Au hasard des rencontres dans une Kiev sinistrée, Kordić retrouve Nikolaï Troussevitch, l’ancien gardien du Dynamo.
Il lui offre un emploi dans sa boulangerie, et germe en lui une idée folle.
Celle de reconstituer une équipe locale pour remonter le moral à la population.
Troussevitch retrouve ainsi six anciens coéquipiers du Dynamo et trois joueurs du club du Lokomotiv Kiev.
Pour les sortir de la misère et donner toutes les chances à cette future équipe, Kordić leur offre un emploi dans sa boulangerie.
Avec ces anciens joueurs, Kordić parvient à monter une équipe qu’il part du rouge soviétique et qu’il nomme le FK Start, pour mieux symboliser ce nouveau départ.
L’équipe est ainsi intégrée au tout nouveau championnat organisé par les autorités nazies.

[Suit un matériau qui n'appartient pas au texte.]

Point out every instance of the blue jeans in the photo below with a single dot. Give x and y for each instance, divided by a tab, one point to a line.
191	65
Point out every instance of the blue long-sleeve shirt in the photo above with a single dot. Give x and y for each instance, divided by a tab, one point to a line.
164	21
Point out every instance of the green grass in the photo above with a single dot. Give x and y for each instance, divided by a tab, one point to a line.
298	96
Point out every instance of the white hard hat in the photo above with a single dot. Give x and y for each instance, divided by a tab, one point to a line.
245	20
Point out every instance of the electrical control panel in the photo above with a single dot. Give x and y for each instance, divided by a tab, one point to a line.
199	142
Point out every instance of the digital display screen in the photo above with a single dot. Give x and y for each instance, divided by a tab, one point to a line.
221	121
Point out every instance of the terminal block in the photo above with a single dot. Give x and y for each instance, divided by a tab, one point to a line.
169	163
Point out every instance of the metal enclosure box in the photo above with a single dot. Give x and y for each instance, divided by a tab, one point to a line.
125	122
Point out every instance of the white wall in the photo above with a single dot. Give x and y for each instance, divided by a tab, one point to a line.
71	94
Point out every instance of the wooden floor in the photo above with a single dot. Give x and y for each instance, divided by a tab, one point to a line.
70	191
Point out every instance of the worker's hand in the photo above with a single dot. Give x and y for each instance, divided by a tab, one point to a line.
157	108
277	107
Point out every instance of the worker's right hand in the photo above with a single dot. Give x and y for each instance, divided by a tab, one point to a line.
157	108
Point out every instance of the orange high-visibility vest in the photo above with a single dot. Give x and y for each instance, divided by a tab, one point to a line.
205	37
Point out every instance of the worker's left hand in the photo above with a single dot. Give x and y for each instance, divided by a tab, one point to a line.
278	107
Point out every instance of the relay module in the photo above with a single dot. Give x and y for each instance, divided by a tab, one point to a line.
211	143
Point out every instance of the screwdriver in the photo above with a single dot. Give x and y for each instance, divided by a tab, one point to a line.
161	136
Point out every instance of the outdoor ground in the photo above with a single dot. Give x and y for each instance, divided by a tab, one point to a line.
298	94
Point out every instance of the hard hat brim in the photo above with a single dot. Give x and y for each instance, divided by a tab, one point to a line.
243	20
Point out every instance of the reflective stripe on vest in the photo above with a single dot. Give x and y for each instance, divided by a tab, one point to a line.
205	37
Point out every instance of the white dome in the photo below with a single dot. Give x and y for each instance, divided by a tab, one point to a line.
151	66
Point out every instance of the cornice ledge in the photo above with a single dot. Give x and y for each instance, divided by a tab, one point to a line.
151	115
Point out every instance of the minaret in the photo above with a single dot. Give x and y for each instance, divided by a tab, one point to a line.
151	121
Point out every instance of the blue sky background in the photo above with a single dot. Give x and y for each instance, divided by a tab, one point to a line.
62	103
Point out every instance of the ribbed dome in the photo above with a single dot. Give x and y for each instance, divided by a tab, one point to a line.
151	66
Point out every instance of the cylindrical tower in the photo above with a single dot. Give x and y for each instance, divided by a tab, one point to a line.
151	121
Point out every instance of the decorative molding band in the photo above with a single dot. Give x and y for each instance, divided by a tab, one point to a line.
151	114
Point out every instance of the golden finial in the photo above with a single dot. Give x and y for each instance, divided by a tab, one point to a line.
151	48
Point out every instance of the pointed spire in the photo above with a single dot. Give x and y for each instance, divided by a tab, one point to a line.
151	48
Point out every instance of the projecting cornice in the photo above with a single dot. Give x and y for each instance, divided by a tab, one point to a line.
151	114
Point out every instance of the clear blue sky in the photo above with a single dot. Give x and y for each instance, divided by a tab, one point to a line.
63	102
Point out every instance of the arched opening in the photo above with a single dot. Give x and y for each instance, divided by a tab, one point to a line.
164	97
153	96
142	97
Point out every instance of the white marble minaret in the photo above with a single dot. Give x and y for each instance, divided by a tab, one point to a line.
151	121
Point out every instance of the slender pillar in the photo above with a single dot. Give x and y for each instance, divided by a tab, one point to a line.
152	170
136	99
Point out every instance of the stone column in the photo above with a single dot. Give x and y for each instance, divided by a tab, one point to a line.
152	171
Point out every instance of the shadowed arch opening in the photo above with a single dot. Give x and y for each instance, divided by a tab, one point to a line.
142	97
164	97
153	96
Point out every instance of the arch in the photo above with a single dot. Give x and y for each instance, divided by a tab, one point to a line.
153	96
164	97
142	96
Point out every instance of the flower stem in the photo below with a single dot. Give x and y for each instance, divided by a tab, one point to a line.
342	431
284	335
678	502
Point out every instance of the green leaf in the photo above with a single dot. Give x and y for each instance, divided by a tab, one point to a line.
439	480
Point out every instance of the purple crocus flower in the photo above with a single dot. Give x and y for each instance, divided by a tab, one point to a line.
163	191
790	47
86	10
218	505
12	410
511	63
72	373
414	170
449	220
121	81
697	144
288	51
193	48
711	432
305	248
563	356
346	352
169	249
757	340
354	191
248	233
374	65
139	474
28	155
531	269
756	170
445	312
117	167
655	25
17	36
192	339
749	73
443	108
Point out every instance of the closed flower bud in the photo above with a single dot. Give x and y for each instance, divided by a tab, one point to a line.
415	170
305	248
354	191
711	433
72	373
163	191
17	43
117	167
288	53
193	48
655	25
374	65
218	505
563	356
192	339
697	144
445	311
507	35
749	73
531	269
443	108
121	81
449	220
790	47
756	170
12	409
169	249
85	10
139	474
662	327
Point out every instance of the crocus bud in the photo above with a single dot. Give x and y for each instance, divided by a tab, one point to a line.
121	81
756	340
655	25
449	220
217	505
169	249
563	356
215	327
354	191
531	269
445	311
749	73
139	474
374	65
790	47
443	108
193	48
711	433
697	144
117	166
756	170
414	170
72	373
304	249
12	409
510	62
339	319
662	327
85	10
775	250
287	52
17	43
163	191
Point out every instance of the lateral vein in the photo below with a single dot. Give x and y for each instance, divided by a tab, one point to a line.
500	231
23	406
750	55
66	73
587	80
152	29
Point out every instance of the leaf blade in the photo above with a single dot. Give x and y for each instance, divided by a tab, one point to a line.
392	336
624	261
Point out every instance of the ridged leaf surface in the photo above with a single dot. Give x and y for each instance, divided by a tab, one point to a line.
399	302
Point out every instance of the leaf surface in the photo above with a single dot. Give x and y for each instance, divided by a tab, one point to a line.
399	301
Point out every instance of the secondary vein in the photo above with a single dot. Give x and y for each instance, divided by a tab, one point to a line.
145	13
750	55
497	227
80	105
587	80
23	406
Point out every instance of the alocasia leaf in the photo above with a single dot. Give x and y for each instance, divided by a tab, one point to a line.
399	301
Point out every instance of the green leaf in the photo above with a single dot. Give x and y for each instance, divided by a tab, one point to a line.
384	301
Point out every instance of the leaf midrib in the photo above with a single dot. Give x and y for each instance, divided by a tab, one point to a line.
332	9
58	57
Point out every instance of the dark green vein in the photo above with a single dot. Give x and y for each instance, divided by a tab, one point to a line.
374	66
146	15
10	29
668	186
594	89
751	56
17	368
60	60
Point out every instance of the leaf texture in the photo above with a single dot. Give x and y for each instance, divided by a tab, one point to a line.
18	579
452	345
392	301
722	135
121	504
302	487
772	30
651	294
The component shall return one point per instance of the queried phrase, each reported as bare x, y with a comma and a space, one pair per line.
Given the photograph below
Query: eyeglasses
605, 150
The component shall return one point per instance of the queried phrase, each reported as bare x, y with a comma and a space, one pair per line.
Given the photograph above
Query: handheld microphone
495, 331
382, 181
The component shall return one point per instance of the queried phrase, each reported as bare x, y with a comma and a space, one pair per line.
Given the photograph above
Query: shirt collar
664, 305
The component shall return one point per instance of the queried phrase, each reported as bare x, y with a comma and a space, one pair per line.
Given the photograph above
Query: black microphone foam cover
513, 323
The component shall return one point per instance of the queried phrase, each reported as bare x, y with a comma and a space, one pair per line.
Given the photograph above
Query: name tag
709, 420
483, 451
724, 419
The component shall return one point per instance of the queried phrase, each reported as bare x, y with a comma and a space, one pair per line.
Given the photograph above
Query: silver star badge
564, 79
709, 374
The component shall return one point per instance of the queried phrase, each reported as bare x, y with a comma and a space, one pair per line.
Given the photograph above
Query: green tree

Plusieurs équipes allemandes sont présentes, ainsi que celles des forces d’occupation roumaines et hongroises.
Seules 2 équipes locales sont présentes : le Rukh Kiev, sélections de joueurs ukrainiens collaborant avec les nazis, et le FK Start.
La présence de ces différentes équipes aux nationalités différentes ne doit rien au hasard.
Les autorités nazies veulent montrer, à travers ce championnat de football, la « supériorité de la race aryenne » dans le sport.
À l’image des JO de Berlin de 1936.

Pourtant, tout ne va pas passer comme prévu.
Le 7 juin 1942, le FK Start dispute son 1er match et s’impose largement 7 buts à 2 face au Rukh Kiev.
Le 21 juin, l’équipe hongroise Ungarisches Garnisonsmannschaft est elle aussi battue à plate couture 6 buts à 2.
La prétendue « supériorité aryenne » est elle aussi mise à défaut.
Le FK Start remporte son match contre l’équipe de l’unité d’artillerie de la Wehrmacht 7 buts à 1.
Le 12 juillet 1942, les ukrainiens humilient l’équipe des travailleurs allemands 9 buts à 1.
Pire, le 6 août, le FK Start bat 5-1 la Flakelf, une équipe comportant des aviateurs de la prestigieuse Luftwaffe.
C’est en est trop pour les autorités nazies.
Agacées, elles décident d’organiser une sérieuse revanche, le 9 août et placardent la rencontre dans tout Kiev.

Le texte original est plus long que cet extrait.